Natural Language Processing text tagger using nltk and Python 3.

Structure

This application contains three main Python sources.

structures.py contains the data structures used to store, process and classify the text

training.py is the training facility for the model. It implements Trainer class that must be fed with texts, and it provides a shell script to do that. See more about it below.

model.py provides facilities for text tagging based on the trained model. It defines a Model class that can classify a text, given a set of Tags.

Output format

The chosen output file format for the model is a collection of file each representing a Python object, dumped by the pickle module.

The default directory for model save files is out

Training

Training can be performed either using the provided shell script or by using the interactive Jupyter notebook file.

Using shell

Browse to the root directory of this project and call python3 training.py using these arguments:

-d or --directory is the path of the training set, divided in subdirectories where each name will be the name of the corresponding Tag.

-o or --output can be used to change the path of the output directory (i.e. where pickle will save model dump files)

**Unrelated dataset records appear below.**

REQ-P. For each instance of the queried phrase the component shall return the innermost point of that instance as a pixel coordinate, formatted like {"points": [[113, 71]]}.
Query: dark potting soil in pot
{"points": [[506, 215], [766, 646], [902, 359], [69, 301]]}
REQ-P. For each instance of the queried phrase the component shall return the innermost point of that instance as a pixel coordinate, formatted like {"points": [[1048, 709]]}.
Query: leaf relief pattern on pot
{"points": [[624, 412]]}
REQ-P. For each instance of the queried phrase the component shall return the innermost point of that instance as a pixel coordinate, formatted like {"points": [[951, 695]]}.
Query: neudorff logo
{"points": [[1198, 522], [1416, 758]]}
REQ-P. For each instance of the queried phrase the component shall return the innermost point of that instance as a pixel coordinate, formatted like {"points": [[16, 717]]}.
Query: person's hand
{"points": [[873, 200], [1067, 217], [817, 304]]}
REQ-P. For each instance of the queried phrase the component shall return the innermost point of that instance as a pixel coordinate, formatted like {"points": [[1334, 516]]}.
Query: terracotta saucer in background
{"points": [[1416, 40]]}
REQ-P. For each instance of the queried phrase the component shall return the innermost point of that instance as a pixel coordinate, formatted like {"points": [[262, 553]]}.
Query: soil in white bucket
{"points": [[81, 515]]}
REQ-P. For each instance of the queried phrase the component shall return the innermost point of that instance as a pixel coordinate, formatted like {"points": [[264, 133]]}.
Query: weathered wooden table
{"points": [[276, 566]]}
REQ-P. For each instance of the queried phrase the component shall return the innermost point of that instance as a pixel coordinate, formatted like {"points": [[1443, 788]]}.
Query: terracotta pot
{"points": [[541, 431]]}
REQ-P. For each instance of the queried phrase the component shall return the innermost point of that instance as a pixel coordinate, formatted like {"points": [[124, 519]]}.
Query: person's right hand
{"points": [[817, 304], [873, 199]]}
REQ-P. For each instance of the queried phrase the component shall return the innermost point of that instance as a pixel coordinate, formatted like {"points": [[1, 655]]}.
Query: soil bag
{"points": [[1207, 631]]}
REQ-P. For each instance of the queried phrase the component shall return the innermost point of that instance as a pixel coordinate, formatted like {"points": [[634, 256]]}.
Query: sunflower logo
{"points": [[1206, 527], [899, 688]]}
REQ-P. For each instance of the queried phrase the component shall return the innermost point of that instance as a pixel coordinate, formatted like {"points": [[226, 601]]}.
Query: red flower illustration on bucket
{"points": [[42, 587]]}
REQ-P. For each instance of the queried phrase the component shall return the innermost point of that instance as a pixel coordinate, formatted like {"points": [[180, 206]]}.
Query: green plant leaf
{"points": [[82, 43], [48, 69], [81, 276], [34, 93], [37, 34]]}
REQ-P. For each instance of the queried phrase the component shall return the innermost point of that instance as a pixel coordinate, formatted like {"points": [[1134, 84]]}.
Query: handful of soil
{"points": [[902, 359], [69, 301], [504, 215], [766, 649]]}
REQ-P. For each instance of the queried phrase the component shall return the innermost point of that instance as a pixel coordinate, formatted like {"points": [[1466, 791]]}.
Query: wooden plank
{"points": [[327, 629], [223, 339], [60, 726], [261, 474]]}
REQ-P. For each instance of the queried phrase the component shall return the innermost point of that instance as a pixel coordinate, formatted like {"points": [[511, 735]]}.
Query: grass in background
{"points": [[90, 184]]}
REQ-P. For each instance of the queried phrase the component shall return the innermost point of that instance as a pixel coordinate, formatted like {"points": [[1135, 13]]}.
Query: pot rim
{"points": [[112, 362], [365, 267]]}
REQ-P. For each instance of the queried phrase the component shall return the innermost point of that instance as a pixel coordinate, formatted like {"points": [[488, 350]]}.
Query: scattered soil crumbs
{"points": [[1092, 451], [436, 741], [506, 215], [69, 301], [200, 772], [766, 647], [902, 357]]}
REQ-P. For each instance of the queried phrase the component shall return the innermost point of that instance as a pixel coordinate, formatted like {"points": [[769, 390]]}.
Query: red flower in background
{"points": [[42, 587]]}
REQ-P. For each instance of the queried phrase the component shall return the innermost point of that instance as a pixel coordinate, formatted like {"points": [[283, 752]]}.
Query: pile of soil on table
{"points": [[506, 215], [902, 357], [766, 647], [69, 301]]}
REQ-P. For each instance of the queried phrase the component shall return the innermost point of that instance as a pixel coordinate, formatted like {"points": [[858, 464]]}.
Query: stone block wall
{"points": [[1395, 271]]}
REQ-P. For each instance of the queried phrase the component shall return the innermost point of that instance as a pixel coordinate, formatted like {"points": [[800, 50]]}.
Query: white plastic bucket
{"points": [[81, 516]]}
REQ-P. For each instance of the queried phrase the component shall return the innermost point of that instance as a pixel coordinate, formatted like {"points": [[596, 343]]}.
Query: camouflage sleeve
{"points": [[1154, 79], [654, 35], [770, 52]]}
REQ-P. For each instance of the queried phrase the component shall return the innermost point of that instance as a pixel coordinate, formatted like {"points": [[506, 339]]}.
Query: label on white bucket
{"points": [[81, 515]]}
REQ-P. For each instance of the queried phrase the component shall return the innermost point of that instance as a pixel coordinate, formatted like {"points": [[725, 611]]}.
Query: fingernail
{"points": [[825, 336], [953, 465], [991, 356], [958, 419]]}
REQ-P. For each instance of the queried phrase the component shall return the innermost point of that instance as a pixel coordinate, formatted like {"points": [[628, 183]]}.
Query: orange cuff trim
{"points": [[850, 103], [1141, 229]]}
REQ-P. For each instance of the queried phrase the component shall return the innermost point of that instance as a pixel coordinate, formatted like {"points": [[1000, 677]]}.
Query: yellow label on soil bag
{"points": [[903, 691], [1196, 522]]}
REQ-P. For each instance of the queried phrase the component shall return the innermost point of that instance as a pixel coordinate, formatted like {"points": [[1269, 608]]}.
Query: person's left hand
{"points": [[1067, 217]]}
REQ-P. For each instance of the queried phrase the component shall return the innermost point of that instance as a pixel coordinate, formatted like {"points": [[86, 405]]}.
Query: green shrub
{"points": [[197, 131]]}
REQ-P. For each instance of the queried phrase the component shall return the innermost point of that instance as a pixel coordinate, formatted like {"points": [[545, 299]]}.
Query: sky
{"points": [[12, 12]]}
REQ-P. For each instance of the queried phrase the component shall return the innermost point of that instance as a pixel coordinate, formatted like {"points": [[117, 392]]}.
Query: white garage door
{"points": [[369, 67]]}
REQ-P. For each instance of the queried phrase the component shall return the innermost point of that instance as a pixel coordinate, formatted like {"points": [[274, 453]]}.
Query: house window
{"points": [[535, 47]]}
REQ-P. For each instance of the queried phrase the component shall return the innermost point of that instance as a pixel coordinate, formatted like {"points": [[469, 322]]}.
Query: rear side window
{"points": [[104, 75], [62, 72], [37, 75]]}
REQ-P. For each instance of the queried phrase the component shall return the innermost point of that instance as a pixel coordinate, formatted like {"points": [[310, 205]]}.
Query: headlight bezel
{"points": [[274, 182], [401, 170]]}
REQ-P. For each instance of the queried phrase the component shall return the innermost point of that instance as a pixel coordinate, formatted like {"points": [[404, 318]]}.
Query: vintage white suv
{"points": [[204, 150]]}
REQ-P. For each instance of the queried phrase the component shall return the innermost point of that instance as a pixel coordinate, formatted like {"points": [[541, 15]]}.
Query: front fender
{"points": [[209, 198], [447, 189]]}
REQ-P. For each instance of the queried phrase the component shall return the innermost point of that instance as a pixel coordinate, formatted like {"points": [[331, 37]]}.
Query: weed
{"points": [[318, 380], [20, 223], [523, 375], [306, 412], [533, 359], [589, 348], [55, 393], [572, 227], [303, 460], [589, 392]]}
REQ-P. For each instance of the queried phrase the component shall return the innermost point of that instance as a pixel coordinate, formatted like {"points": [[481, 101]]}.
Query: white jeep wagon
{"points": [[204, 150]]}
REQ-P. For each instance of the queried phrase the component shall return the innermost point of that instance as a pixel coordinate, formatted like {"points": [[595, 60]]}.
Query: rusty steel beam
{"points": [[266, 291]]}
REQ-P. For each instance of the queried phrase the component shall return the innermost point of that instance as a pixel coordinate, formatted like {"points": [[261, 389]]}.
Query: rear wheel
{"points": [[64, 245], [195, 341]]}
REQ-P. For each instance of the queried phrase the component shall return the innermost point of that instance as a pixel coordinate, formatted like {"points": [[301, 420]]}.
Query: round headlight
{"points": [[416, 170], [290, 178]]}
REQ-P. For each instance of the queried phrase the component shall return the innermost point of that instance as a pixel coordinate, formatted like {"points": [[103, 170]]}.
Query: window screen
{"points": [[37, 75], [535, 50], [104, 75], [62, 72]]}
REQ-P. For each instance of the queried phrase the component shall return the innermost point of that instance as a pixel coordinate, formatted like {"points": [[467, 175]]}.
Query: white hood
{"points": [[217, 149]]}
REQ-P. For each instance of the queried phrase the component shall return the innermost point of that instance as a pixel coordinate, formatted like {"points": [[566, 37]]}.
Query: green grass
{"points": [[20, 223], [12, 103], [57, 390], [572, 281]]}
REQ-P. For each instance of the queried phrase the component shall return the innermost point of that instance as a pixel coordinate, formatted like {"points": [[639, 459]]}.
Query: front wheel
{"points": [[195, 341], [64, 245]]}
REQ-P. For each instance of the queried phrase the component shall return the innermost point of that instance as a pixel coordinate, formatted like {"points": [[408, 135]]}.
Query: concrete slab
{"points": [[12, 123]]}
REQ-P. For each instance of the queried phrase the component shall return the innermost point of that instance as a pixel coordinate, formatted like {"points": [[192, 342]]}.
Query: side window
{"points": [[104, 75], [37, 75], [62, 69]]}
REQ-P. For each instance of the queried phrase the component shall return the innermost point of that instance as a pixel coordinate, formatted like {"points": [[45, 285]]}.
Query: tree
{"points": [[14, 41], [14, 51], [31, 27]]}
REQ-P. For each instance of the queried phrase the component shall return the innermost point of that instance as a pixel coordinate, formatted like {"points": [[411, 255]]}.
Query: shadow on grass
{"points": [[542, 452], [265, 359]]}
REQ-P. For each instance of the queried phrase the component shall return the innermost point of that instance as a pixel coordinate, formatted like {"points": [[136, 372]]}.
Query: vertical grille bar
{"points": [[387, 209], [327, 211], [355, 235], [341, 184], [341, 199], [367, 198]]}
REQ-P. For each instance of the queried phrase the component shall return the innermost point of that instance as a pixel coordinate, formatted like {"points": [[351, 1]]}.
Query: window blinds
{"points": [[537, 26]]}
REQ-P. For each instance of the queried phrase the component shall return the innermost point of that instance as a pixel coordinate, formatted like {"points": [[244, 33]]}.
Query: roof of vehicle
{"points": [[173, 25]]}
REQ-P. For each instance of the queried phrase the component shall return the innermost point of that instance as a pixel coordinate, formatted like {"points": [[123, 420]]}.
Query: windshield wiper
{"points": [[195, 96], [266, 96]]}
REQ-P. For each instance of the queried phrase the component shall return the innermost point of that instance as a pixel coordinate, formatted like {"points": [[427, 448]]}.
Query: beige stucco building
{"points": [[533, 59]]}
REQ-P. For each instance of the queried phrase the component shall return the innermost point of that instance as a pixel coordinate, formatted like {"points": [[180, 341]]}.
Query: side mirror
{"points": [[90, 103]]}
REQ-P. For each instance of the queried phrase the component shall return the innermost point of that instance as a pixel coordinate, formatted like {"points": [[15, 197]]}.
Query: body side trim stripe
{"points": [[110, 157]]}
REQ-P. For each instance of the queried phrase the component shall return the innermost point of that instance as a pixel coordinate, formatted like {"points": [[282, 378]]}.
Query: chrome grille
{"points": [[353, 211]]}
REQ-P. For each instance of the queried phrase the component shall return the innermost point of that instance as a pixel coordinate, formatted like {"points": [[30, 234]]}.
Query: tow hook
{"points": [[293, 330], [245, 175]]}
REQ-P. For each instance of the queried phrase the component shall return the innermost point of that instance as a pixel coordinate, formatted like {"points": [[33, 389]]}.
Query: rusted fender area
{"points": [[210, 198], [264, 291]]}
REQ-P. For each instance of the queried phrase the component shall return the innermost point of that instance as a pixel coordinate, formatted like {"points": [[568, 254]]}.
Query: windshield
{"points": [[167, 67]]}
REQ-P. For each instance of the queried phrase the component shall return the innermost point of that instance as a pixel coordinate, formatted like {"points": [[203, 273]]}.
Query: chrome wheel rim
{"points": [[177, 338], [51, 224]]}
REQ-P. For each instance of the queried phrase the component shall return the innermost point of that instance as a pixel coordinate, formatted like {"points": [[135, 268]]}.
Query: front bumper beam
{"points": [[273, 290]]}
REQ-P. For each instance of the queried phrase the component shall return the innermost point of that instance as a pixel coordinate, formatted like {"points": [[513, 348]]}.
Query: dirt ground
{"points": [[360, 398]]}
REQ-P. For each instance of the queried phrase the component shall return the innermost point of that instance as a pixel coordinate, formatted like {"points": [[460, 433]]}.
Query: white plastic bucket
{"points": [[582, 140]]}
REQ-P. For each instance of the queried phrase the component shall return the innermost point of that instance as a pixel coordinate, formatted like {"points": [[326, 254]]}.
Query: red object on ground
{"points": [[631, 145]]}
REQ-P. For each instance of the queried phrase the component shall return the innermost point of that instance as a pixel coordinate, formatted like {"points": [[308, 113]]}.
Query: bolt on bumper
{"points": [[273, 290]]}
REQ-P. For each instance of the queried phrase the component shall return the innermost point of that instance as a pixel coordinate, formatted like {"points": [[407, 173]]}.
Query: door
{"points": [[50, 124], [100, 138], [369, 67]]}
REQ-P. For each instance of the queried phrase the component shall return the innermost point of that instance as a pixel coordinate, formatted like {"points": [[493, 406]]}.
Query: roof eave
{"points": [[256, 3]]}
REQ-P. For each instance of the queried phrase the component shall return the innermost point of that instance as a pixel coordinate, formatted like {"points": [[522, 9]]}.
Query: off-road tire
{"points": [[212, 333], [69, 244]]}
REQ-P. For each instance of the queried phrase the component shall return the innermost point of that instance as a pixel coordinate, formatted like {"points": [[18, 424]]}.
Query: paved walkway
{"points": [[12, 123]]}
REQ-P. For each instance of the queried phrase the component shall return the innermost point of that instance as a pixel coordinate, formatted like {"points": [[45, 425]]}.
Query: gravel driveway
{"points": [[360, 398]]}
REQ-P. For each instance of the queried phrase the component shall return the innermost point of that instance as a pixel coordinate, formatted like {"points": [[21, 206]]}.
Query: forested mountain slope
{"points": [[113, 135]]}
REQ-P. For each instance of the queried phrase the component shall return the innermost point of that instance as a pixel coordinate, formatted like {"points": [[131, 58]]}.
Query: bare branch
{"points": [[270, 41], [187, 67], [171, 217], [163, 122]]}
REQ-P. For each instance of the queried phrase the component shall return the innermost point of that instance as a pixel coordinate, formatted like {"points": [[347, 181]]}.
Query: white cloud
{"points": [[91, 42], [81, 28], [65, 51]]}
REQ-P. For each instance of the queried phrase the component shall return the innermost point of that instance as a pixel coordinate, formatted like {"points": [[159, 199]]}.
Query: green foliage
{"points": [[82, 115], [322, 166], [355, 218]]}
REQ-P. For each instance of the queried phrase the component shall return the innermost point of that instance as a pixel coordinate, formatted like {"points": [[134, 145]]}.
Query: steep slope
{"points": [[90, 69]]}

-l or --language is default set to 'en' (english) but can be changed according to your corpus language. N.B. Using different languages in the same corpus will produce garbage results.

Using Jupyter notebook

You can train the model using a Jupyter notebook file, various folder paths can be specified in the notebook itself. The notebook requires more packages than the shell version: seaborn, pandas, matplotlib, numpy and jupyter

Further developments

Training tasks can be highly optimized by using threads or offloading the workload to a remote server. This can be done using different libraries such as Dusk, RPyC or Pyro. But they require a scheduler and a work division policy.